Officials expect the relocation to be completed in about two years.
Plans call for Phase 2 to be carried out in two parts. Phase 2A includes a 30,000-square-foot medical facility in collaboration with Mayo Clinic, which provided $5 million in funding, and a 14,000-square-foot job training facility.

The medical facilities will be open to both the Sulzbacher campus and the community and will serve both insured and uninsured individuals, speakers said.
Plans for Phase 2B include emergency housing, tiny homes, case management, corporate headquarters and an assisted living facility.

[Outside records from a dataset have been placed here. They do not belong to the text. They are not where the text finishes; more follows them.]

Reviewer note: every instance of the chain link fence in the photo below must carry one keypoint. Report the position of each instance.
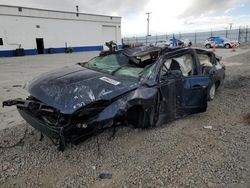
(241, 34)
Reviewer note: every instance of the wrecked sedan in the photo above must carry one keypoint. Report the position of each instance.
(143, 87)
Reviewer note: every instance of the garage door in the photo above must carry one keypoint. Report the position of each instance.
(108, 33)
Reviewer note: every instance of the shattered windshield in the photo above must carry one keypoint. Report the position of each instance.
(115, 64)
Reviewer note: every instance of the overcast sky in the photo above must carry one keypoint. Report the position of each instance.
(167, 15)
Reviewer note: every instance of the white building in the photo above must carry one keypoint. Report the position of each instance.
(39, 31)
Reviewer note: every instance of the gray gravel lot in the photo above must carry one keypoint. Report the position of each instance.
(179, 154)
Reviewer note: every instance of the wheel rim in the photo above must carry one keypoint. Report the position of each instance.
(212, 91)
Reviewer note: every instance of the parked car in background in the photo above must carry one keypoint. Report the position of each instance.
(220, 42)
(142, 86)
(169, 43)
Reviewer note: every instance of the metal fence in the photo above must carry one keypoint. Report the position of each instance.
(241, 34)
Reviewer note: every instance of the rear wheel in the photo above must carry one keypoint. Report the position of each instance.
(211, 92)
(208, 45)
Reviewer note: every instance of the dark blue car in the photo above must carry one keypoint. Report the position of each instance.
(143, 87)
(220, 42)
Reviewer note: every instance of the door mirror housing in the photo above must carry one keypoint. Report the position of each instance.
(174, 74)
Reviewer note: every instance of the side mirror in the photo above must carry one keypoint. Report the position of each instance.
(174, 74)
(212, 71)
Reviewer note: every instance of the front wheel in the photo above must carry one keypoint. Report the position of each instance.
(208, 45)
(211, 92)
(227, 46)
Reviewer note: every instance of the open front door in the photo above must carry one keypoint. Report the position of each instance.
(192, 93)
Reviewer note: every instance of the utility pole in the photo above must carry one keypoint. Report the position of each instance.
(230, 25)
(148, 13)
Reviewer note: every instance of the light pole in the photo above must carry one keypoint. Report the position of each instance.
(148, 13)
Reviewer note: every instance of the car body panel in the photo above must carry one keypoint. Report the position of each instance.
(221, 42)
(74, 87)
(74, 102)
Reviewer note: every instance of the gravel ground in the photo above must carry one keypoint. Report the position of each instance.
(209, 149)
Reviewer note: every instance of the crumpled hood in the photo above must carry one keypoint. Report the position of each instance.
(73, 87)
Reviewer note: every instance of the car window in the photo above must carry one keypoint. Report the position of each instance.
(183, 63)
(204, 60)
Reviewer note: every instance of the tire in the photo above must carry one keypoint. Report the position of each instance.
(208, 46)
(211, 92)
(227, 46)
(138, 118)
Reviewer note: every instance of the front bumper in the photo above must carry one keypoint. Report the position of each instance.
(64, 132)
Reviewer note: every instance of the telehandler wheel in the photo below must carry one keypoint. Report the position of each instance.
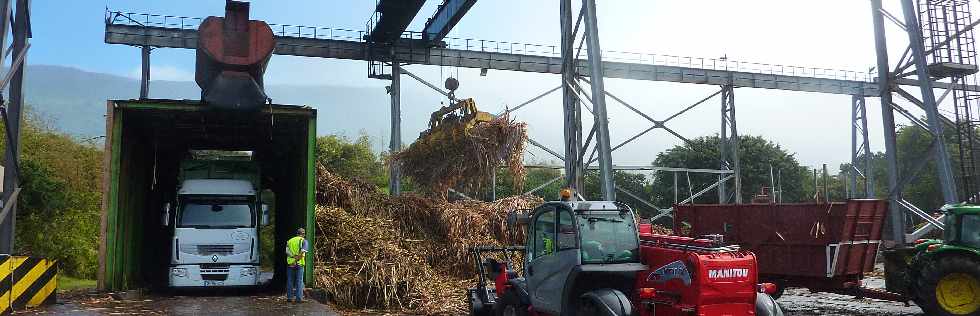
(765, 305)
(509, 305)
(949, 285)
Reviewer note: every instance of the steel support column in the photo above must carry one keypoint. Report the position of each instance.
(728, 145)
(394, 170)
(145, 72)
(860, 151)
(570, 105)
(943, 167)
(599, 101)
(21, 33)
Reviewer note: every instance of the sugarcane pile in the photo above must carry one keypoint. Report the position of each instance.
(460, 154)
(409, 253)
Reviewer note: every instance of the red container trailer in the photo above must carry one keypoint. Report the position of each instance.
(821, 246)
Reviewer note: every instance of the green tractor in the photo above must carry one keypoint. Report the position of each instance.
(943, 275)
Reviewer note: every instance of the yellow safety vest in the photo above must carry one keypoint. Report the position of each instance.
(293, 248)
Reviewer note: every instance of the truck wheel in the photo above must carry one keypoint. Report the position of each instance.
(767, 306)
(509, 305)
(949, 285)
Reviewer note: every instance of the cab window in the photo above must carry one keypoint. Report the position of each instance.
(544, 233)
(567, 239)
(970, 230)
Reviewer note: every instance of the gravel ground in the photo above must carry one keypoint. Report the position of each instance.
(801, 302)
(254, 304)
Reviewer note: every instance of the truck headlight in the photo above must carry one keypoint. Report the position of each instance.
(179, 272)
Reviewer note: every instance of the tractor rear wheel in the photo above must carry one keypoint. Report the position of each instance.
(949, 285)
(509, 305)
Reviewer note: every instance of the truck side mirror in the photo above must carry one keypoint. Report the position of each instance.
(165, 219)
(265, 214)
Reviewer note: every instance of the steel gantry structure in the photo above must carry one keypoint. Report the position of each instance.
(940, 54)
(582, 86)
(15, 22)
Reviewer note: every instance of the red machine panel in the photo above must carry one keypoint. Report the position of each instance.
(823, 246)
(232, 54)
(695, 276)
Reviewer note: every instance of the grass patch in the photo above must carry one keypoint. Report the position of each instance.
(67, 283)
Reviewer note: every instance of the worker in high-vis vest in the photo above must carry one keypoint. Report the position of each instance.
(296, 249)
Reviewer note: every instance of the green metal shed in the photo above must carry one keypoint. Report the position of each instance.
(145, 141)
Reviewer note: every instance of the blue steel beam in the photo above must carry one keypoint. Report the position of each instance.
(447, 16)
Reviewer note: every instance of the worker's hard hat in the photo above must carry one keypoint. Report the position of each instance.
(566, 194)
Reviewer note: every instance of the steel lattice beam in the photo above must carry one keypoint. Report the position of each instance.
(355, 50)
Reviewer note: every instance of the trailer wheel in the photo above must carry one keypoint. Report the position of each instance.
(780, 289)
(949, 285)
(510, 305)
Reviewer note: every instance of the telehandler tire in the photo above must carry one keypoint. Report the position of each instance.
(510, 305)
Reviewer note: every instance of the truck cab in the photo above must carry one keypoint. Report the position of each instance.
(215, 222)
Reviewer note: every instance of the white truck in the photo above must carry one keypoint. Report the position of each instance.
(215, 222)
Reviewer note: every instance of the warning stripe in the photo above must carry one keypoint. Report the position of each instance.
(26, 281)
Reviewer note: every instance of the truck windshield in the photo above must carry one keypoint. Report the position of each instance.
(215, 214)
(608, 237)
(970, 230)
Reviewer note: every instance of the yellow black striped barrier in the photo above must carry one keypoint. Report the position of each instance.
(26, 282)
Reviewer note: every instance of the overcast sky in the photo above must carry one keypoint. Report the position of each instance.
(830, 33)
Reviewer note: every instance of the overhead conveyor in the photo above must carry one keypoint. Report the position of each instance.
(391, 18)
(447, 15)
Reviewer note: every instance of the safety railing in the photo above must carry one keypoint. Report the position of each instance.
(490, 46)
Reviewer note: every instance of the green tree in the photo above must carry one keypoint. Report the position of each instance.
(60, 200)
(757, 155)
(352, 159)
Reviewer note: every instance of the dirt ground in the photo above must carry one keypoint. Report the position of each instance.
(92, 304)
(795, 302)
(800, 302)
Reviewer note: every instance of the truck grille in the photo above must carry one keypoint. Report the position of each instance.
(214, 277)
(215, 249)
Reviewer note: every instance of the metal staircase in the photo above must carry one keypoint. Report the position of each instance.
(951, 45)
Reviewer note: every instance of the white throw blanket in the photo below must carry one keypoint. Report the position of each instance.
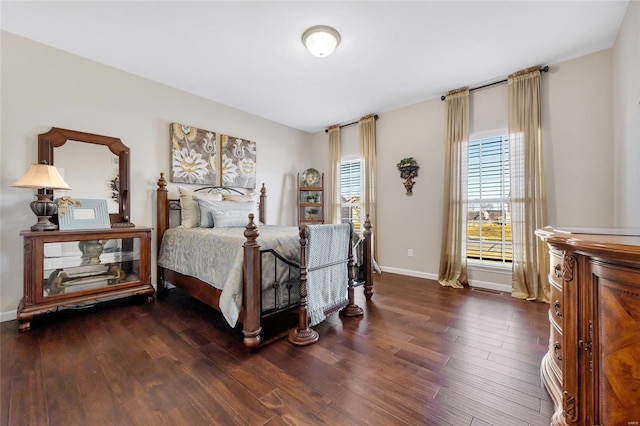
(327, 277)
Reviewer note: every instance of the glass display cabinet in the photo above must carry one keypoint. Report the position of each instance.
(77, 268)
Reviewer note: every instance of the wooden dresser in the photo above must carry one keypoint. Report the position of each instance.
(592, 369)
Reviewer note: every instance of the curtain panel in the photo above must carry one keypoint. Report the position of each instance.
(367, 125)
(453, 255)
(528, 199)
(333, 191)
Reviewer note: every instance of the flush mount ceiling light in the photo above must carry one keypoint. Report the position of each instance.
(321, 40)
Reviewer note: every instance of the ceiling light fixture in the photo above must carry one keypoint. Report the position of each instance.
(321, 40)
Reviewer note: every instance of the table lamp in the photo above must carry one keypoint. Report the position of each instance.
(42, 177)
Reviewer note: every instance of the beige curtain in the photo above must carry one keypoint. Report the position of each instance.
(367, 126)
(333, 189)
(453, 256)
(528, 201)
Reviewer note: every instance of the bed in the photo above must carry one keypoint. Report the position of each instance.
(265, 271)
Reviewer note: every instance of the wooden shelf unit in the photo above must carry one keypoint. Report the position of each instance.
(305, 205)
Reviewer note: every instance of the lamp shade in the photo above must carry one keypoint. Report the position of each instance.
(321, 40)
(41, 176)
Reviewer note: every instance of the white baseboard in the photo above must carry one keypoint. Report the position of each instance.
(490, 286)
(429, 276)
(8, 316)
(409, 273)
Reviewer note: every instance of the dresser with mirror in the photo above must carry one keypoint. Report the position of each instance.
(80, 267)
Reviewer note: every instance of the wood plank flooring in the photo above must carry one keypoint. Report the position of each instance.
(421, 355)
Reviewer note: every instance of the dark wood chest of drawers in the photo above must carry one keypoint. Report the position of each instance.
(592, 369)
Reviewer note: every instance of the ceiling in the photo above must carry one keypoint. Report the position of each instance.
(249, 55)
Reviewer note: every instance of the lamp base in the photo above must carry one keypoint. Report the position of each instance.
(44, 208)
(44, 224)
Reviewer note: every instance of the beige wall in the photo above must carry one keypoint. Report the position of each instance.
(626, 119)
(44, 87)
(578, 152)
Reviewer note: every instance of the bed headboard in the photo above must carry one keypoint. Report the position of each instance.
(165, 205)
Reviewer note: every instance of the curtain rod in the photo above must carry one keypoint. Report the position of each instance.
(350, 124)
(543, 69)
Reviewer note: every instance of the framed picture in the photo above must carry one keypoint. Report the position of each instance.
(237, 162)
(89, 214)
(193, 155)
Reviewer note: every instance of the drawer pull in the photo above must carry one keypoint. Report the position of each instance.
(556, 308)
(556, 346)
(557, 271)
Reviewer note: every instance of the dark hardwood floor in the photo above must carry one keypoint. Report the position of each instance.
(421, 354)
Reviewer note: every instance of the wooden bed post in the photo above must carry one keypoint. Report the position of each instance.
(251, 286)
(162, 224)
(303, 335)
(368, 259)
(351, 310)
(262, 212)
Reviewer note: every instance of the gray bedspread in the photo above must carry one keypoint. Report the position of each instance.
(214, 255)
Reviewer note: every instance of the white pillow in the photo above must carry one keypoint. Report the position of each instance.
(190, 211)
(237, 197)
(223, 214)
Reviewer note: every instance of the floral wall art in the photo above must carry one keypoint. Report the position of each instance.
(193, 155)
(238, 162)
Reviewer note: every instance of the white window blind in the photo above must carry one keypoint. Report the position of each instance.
(488, 216)
(350, 192)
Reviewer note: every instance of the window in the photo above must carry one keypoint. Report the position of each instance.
(350, 192)
(488, 215)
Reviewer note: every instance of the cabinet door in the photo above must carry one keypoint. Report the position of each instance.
(86, 266)
(616, 345)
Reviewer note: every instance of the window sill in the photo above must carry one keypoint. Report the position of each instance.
(477, 265)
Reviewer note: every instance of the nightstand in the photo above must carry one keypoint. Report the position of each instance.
(71, 268)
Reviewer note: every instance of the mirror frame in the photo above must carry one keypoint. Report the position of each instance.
(57, 137)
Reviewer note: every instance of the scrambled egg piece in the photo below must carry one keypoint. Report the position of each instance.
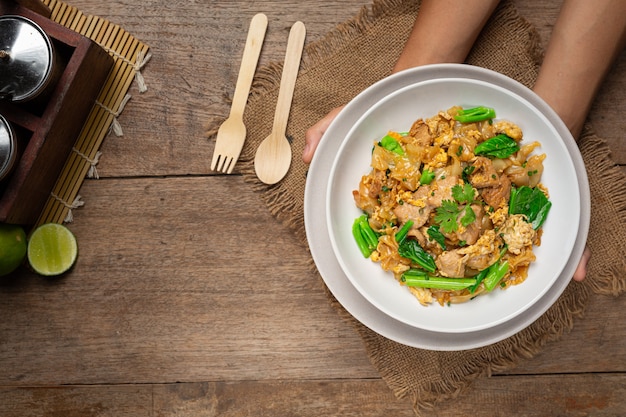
(518, 233)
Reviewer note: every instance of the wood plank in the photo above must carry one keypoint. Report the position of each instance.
(165, 289)
(194, 67)
(149, 301)
(572, 395)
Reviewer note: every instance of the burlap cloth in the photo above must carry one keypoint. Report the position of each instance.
(360, 52)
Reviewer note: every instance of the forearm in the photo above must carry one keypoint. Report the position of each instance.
(444, 31)
(586, 39)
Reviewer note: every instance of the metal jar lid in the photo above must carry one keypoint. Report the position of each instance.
(8, 148)
(26, 58)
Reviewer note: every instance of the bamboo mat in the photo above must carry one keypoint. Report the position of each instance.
(130, 55)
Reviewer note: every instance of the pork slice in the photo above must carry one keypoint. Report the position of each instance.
(442, 190)
(451, 264)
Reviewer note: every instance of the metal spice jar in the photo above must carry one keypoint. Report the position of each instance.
(29, 65)
(8, 148)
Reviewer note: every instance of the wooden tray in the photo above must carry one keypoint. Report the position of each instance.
(48, 131)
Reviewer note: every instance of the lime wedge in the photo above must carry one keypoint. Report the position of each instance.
(12, 247)
(52, 249)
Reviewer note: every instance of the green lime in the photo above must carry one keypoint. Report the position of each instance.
(12, 247)
(52, 249)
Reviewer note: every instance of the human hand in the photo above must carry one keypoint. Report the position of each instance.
(314, 134)
(581, 269)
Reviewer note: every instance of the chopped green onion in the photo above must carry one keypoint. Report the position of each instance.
(475, 114)
(500, 146)
(404, 230)
(423, 280)
(391, 144)
(479, 278)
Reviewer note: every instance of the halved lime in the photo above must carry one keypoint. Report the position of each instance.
(52, 249)
(12, 247)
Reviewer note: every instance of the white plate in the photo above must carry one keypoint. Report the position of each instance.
(398, 111)
(316, 214)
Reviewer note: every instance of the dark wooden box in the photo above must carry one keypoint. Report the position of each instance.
(48, 131)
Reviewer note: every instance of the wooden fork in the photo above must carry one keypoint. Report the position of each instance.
(232, 133)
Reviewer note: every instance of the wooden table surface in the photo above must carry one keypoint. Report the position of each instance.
(183, 303)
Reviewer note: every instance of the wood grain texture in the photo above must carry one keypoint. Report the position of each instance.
(190, 299)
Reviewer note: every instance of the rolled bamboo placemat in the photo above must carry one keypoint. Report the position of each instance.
(129, 55)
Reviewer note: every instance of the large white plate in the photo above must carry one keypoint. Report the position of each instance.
(316, 214)
(398, 111)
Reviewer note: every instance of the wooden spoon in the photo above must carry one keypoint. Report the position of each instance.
(273, 157)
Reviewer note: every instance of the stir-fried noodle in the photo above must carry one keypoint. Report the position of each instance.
(453, 207)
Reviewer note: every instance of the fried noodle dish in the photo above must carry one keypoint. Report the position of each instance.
(454, 207)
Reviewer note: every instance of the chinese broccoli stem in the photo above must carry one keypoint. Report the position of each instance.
(427, 176)
(496, 272)
(404, 230)
(368, 233)
(475, 114)
(410, 249)
(416, 278)
(479, 278)
(364, 236)
(360, 240)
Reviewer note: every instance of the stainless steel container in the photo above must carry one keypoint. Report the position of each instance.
(29, 66)
(8, 148)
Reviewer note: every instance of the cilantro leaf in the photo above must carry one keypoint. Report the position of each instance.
(446, 216)
(435, 234)
(464, 193)
(468, 216)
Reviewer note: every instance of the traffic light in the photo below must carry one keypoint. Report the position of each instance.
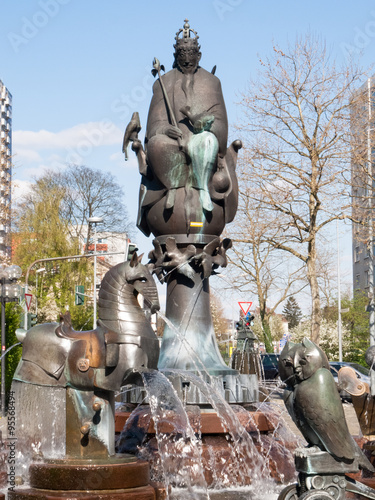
(249, 320)
(132, 247)
(240, 325)
(79, 297)
(32, 320)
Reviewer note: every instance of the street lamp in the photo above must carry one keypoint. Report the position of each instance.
(9, 292)
(95, 221)
(40, 270)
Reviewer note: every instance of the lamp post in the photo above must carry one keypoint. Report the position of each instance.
(9, 292)
(40, 270)
(371, 307)
(95, 221)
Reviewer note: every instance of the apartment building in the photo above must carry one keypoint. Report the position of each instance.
(5, 170)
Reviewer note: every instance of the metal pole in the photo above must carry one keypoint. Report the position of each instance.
(371, 244)
(94, 298)
(339, 330)
(3, 341)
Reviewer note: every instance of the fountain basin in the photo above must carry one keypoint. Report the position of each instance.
(117, 477)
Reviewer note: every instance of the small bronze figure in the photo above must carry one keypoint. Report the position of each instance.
(313, 401)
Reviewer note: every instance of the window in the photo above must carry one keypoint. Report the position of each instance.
(356, 254)
(357, 280)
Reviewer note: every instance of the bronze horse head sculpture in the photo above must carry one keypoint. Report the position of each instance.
(107, 357)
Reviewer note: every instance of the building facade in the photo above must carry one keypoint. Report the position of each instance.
(5, 171)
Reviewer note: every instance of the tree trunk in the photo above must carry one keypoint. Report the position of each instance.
(315, 295)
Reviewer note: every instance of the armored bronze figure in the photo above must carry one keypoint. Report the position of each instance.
(188, 193)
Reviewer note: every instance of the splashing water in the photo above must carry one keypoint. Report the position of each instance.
(183, 460)
(179, 450)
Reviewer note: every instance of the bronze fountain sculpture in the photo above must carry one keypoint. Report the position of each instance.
(188, 193)
(312, 399)
(71, 377)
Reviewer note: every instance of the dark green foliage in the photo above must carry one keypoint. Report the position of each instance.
(267, 336)
(292, 312)
(357, 321)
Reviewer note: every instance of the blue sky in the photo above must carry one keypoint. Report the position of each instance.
(77, 69)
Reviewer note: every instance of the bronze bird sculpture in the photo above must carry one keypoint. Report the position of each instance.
(131, 133)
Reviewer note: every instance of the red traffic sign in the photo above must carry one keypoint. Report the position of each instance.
(28, 297)
(245, 306)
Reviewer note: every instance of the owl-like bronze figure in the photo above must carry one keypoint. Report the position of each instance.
(314, 403)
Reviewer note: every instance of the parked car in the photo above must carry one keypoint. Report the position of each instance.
(362, 372)
(270, 364)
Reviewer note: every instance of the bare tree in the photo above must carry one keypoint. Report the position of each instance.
(298, 148)
(258, 267)
(92, 193)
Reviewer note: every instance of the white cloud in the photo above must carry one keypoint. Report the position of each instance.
(94, 133)
(27, 155)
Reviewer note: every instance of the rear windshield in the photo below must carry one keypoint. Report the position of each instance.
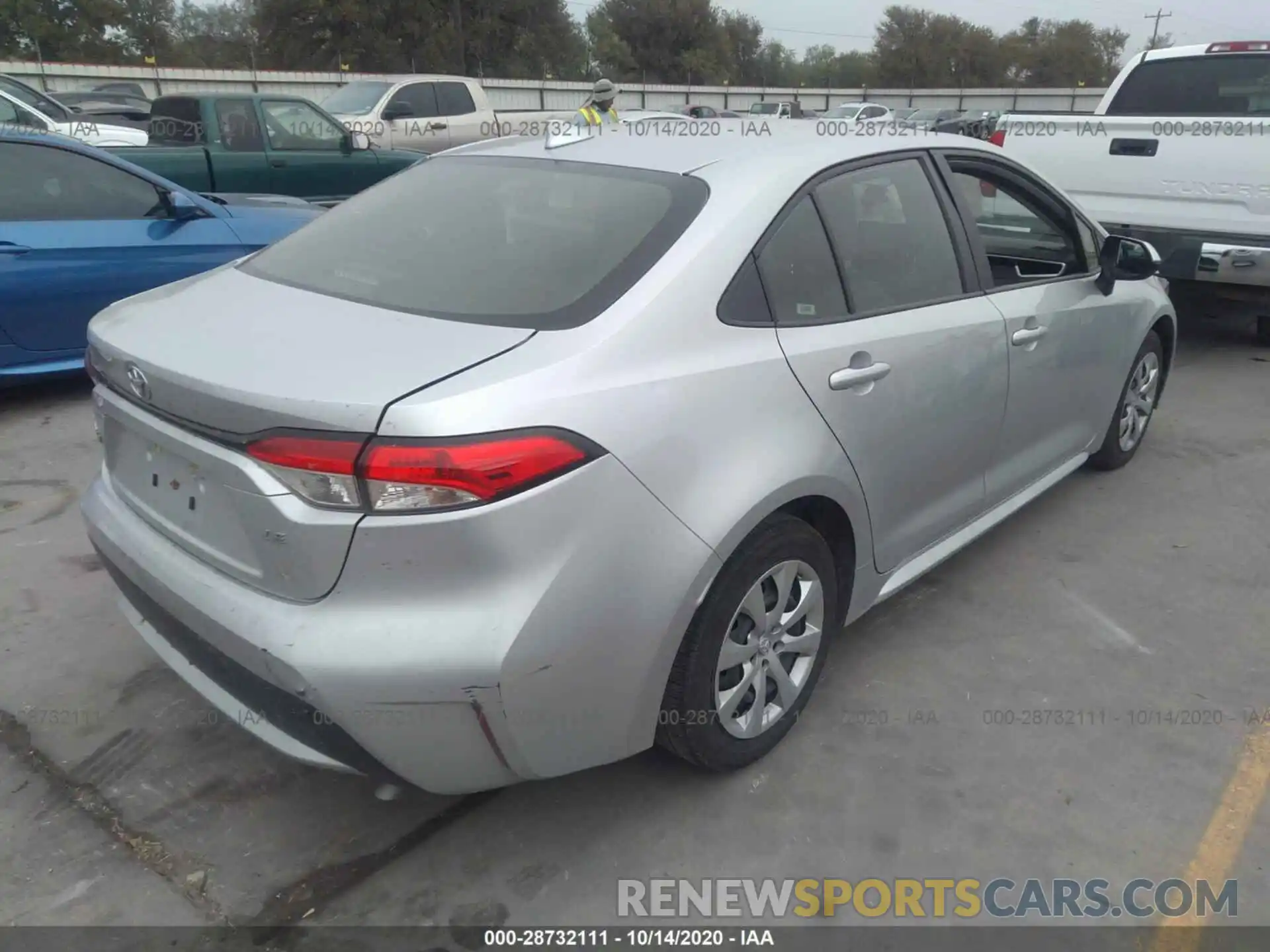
(521, 243)
(1216, 84)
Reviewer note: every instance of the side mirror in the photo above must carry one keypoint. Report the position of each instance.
(181, 207)
(398, 110)
(1126, 259)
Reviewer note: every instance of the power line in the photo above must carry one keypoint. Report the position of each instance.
(1158, 16)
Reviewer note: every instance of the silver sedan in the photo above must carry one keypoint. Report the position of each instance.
(542, 452)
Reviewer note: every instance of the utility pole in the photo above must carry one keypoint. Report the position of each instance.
(1158, 17)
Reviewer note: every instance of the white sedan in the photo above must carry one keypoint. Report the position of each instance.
(95, 134)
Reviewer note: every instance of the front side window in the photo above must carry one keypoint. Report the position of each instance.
(1021, 237)
(799, 273)
(299, 127)
(1216, 84)
(544, 244)
(240, 131)
(44, 183)
(890, 235)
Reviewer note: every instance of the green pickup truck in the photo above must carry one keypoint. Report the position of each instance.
(262, 143)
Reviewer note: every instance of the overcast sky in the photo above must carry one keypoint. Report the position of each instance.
(850, 26)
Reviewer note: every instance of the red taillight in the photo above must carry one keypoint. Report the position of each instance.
(400, 476)
(1240, 46)
(316, 454)
(427, 475)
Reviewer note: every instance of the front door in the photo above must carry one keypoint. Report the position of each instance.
(908, 366)
(1042, 263)
(310, 155)
(77, 235)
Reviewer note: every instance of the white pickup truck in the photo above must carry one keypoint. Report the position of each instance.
(1177, 154)
(432, 113)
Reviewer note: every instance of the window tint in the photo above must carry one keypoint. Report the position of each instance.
(454, 99)
(17, 117)
(421, 97)
(1021, 238)
(239, 127)
(298, 126)
(1217, 84)
(564, 240)
(798, 270)
(890, 235)
(745, 302)
(44, 183)
(175, 122)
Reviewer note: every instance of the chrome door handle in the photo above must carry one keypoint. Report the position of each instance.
(1028, 335)
(854, 376)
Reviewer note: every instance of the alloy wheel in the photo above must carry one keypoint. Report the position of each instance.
(1140, 400)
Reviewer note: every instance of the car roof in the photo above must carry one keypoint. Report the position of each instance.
(746, 146)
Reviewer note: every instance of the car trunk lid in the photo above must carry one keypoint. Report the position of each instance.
(190, 371)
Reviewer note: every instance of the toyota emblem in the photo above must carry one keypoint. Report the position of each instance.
(139, 382)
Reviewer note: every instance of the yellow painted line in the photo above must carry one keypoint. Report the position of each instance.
(1223, 840)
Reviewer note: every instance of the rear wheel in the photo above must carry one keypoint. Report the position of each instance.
(755, 649)
(1136, 408)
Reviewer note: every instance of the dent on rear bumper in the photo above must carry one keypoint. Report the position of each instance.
(464, 651)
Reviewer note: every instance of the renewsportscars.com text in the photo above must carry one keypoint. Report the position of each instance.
(933, 898)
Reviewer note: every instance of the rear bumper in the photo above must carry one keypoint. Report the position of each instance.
(530, 640)
(1223, 259)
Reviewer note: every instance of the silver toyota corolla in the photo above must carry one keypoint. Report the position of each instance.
(541, 452)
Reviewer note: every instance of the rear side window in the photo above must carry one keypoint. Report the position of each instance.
(798, 270)
(540, 244)
(890, 237)
(178, 122)
(454, 99)
(1216, 84)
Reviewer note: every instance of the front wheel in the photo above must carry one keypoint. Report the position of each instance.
(755, 649)
(1136, 408)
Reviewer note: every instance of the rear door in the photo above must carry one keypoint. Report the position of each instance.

The capital campaign for that portion of the project is scheduled to begin in fall 2026.
Jacksonville-based Auld & White Constructors is the contractor.
Phase 1 is scheduled for completion in the fall, said Smith.
That phase includes 100 affordable studio and one-bedroom workforce housing apartments serving homeless men. Cost of that phase, for which Sulzbacher is partnering with The Vestcor Cos., is $37 million.
The third phase is a for-profit manufacturing business to employ the people Sulzbacher serves.
The groundbreaking ceremony was held against a backdrop of a cleared construction site, showing that horizontal work is well underway.
Howland said housing and feeding homeless individuals was noble, but “it’s a next-level thing to provide substance abuse treatment, mental health care, medical care, dental care and job training.”
“The result should never be just to house someone or to feed them. That should not be the primary metric tracked, because that is not the ultimate goal,” he said. “The ultimate goal or the result should always be to get someone back on the path of self-sufficiency into their own house and into a productive and fulfilling life.”

Truist provided a $6.5 million bridge loan for the project, which also drew $2 million from the U.S. Department of Health and Human Services.
Community partners included the Terry Family Foundation, Lauren and Ted Baker and The Jim Moran Foundation.
Sulzbacher also obtained New Markets Tax Credits for the project from Truist Community Capital, the Local Initiatives Support Corp., the Black Business Investment Fund and the Corporation for Supportive Housing.
Other attendees at the July 10 event included Council members Ju’Coby Pittman, whose District 10 includes the new Sulzbacher campus, and Chris Miller; Sulzbacher President and CEO Cindy Funkhouser; Mayo Clinic of Florida CEO Kent Thielen; Kathleen Shaw, executive vice president of The Terry Family Foundation; Elisha Gonzalez, Truist senior vice president of community affairs; Ryan Hoover, president of TVC Development Inc., part of Vestcor; and Nate Marty, CEO of Auld & White Constructors.